A blogger named Monsignor Pope at the Archdiocese of Washington reacted by accusing the Florida court of ignoring “Mother Nature” and “her plan.” The Catholic Church’s invocation of natural law is nothing but religious doctrine in pseudoscientific drag. This authoritarian organization, which has fought intellectual freedom for centuries, expects its pronouncements to trump peer-reviewed scientific journals. But the scorn and junk science do not conceal the fact that Rome and its allies are losing their war against our families.

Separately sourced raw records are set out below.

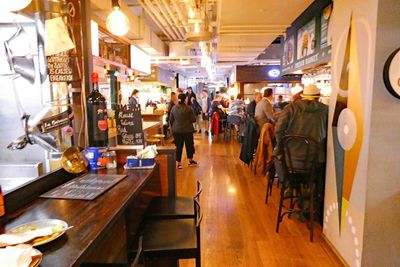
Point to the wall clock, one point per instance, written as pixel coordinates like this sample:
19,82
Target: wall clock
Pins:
391,73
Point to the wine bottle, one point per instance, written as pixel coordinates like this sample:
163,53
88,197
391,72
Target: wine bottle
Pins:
97,115
2,213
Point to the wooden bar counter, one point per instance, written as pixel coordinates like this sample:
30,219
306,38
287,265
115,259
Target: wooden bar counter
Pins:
102,227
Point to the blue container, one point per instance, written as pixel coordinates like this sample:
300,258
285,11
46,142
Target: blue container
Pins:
147,162
132,162
94,156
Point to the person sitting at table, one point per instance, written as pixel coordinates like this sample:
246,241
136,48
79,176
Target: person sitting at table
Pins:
133,99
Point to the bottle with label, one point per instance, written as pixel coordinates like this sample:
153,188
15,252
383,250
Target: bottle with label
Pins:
2,213
97,116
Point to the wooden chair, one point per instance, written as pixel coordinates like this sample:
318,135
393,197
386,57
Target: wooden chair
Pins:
299,178
173,238
173,207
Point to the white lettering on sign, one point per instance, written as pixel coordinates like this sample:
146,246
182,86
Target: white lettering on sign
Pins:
274,73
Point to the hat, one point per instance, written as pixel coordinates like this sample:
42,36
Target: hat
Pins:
311,91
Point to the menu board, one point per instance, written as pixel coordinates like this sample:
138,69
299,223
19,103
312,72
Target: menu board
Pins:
306,40
129,126
86,187
326,15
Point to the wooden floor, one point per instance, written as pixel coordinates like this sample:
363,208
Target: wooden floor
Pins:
238,229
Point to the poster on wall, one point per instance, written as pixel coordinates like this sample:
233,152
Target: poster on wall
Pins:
326,15
306,40
288,51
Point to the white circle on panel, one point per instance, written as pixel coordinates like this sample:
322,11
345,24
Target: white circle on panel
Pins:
394,73
347,129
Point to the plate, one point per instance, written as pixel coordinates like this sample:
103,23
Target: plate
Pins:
39,224
36,260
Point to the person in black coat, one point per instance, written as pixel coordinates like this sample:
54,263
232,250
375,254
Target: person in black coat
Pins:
181,120
251,107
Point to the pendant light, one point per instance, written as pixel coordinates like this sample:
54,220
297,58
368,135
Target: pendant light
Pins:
117,22
15,5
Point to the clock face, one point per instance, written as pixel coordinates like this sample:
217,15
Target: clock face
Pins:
391,73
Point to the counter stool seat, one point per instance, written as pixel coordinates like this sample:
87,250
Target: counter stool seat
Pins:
173,238
173,207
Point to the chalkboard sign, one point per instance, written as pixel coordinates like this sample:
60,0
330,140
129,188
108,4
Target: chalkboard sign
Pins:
86,187
129,126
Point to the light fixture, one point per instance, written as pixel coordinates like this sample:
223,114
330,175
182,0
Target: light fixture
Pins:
15,5
117,22
191,13
196,28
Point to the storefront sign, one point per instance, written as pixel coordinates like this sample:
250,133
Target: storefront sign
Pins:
60,67
307,43
274,73
129,127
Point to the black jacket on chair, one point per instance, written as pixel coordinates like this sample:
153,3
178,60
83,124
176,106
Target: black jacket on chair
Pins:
250,140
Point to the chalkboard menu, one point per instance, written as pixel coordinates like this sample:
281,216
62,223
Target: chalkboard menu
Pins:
129,126
86,187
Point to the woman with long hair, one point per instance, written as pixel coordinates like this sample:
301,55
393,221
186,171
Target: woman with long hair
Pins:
181,120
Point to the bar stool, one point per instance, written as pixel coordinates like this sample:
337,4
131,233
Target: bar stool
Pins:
159,136
135,262
173,207
298,178
173,238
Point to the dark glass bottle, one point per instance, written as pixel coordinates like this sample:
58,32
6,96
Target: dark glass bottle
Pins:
97,115
2,213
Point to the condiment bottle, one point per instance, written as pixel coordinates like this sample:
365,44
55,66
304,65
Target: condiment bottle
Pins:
97,115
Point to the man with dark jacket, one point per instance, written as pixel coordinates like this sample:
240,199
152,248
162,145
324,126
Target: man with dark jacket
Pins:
251,107
182,119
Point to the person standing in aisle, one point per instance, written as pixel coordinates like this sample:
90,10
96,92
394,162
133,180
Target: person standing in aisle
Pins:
205,109
134,100
264,112
182,119
251,107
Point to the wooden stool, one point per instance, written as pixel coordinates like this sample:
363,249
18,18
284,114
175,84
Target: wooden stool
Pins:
173,238
173,207
152,141
159,136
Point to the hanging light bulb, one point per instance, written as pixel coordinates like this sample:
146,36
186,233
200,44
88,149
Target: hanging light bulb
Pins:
196,28
15,5
191,13
117,22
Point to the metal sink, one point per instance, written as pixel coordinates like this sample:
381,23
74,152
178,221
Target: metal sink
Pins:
13,176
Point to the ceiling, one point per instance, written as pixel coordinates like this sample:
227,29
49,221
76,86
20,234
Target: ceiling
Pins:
242,30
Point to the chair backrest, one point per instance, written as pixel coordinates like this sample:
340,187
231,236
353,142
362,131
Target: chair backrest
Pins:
300,154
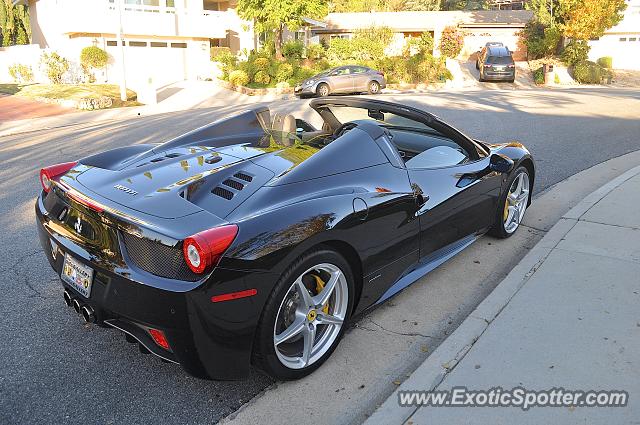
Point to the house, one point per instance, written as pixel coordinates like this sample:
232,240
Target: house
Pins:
164,40
622,42
479,27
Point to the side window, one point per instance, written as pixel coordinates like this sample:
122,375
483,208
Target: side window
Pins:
430,149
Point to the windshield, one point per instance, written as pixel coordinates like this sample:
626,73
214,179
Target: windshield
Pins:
348,113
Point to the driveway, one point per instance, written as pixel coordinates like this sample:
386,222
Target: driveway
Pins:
17,108
471,77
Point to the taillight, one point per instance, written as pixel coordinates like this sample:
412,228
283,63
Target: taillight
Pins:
159,338
204,250
48,174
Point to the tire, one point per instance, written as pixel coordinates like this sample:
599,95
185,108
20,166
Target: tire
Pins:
373,87
503,227
322,90
286,360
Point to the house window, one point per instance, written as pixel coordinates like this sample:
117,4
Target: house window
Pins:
216,6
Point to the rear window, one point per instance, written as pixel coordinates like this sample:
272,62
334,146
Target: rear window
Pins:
499,60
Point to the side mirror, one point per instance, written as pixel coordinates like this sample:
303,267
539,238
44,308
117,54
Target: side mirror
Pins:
376,115
500,163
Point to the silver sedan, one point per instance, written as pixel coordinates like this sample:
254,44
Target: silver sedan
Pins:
343,79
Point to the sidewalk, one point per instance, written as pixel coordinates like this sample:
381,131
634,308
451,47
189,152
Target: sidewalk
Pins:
567,316
176,97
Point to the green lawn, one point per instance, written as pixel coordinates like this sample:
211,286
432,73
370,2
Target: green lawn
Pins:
70,91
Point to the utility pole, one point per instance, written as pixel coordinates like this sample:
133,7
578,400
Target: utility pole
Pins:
123,75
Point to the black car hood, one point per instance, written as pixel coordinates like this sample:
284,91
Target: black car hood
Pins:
164,183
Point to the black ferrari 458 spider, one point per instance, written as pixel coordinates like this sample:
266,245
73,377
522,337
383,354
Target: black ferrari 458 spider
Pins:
252,241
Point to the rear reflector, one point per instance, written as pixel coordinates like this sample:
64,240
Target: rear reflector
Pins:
159,338
234,295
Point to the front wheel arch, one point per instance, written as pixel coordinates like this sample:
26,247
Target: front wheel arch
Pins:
528,164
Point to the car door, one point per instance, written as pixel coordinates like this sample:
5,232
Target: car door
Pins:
361,78
456,201
341,80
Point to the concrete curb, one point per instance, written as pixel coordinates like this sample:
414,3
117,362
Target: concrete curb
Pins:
435,368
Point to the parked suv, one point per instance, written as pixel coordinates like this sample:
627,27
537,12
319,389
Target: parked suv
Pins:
496,64
343,79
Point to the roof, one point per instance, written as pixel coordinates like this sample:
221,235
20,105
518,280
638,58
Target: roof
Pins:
424,21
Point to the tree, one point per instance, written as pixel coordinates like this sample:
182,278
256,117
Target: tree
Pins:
14,24
587,19
274,15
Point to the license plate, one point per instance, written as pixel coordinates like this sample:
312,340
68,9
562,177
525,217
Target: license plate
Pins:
77,275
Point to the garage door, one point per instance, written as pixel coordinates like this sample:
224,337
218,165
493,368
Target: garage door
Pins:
164,62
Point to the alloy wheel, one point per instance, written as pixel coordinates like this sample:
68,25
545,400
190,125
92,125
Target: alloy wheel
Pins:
310,316
323,90
516,203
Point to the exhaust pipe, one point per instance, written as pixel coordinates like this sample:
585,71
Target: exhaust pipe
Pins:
68,299
76,305
88,314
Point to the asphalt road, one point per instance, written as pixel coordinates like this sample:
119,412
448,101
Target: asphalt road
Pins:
53,368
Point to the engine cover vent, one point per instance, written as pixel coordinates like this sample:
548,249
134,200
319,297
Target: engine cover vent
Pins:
222,192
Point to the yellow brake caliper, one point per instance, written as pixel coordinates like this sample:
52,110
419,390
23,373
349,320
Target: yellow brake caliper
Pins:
319,286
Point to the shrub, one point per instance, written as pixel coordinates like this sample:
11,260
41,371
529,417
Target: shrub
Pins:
94,57
301,74
261,64
21,73
576,51
541,41
339,49
238,78
293,49
587,72
538,76
261,77
606,62
227,60
55,66
320,65
316,51
285,71
415,45
216,52
451,42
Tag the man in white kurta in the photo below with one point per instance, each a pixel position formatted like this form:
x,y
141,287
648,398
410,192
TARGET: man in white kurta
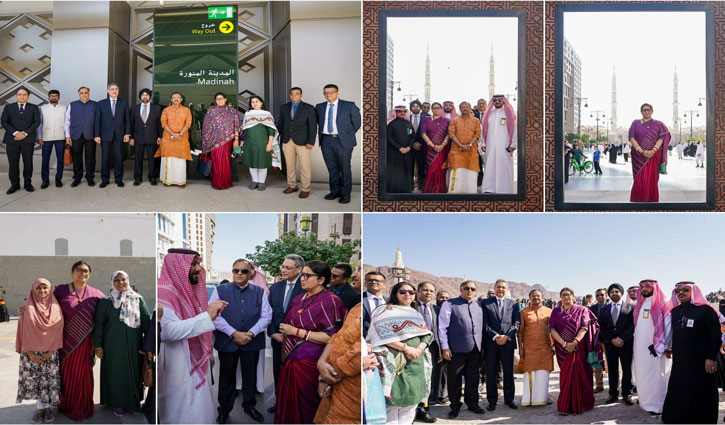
x,y
651,373
498,141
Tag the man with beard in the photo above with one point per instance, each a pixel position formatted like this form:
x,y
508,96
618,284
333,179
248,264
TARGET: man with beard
x,y
400,158
651,328
462,163
185,392
498,141
692,395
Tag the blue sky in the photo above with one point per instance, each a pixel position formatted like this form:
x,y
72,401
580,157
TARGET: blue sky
x,y
237,235
582,251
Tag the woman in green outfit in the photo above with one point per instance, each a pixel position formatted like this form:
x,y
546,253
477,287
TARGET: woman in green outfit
x,y
122,320
399,337
260,136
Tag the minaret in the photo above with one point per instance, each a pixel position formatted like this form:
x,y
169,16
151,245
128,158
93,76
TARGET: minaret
x,y
426,98
613,113
491,85
675,101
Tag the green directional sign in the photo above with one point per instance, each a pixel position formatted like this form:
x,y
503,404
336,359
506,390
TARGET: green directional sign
x,y
221,12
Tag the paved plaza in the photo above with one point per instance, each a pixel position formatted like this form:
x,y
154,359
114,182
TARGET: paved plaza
x,y
682,183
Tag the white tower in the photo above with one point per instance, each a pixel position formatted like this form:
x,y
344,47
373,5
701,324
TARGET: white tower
x,y
675,101
491,73
426,98
613,113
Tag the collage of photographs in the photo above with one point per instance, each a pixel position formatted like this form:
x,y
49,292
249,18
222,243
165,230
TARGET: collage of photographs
x,y
260,212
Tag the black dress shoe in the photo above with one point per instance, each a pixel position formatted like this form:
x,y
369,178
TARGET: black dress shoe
x,y
254,414
477,410
424,416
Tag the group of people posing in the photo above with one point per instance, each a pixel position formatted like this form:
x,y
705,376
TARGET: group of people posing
x,y
447,149
161,132
669,346
312,317
61,330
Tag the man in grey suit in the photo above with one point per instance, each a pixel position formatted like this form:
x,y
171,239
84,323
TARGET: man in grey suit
x,y
501,317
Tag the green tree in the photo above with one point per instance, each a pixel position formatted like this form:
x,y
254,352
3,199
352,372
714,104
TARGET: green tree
x,y
270,256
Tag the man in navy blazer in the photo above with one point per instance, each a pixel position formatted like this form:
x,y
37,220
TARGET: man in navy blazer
x,y
281,294
146,136
20,121
338,121
501,318
112,129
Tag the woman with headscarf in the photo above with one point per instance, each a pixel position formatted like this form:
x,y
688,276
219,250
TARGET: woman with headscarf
x,y
220,130
122,318
313,317
260,137
399,337
575,331
38,339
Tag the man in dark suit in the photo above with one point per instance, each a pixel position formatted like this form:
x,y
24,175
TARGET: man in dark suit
x,y
501,319
20,121
297,127
147,132
616,327
340,287
281,294
372,297
339,121
427,307
112,129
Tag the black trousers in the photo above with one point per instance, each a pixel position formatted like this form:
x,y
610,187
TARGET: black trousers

In a 2009 interview, Martin Gill said, “Our kids came together, and in this particular case the 4-year-old was taking care of the baby. The 4-year-old knew how to feed that baby, he knew how to change that baby, and for the first month he kept trying to compete with me every time I was feeding or changing him, because he thought that was his job. That’s what happens in neglect cases.

“But the important thing there is that he had this bond with that baby. And today he still has that bond with that baby, and the thought that they would split them up so that they could get some heterosexual parents to adopt them is really heartbreaking. Along those lines … I am very confident in saying we are the best parents for these children.”

Watching that interview on YouTube, my joy mingles with anger at our having to fight. In any event, we cannot postpone our lives. On Oct. 3, my partner Patrick and I will be among the witnesses as our friends Alan and Will have their marriage formalized by their synagogue and the District of Columbia. Their 7-year-old son Samuel, whose adoption by them was made possible by a D.C. court ruling eight years before he was born, will bear their rings.

I presided over Alan and Will’s first, unofficial wedding in 1994, declaring that, “Their love is its own authority.” This time they will have a real marriage license and a real rabbi. I will help to hold up the chuppah, the traditional Jewish wedding canopy. Sam will read from a poem by Walt Whitman, who wrote, “As to me, I know of nothing else but miracles.”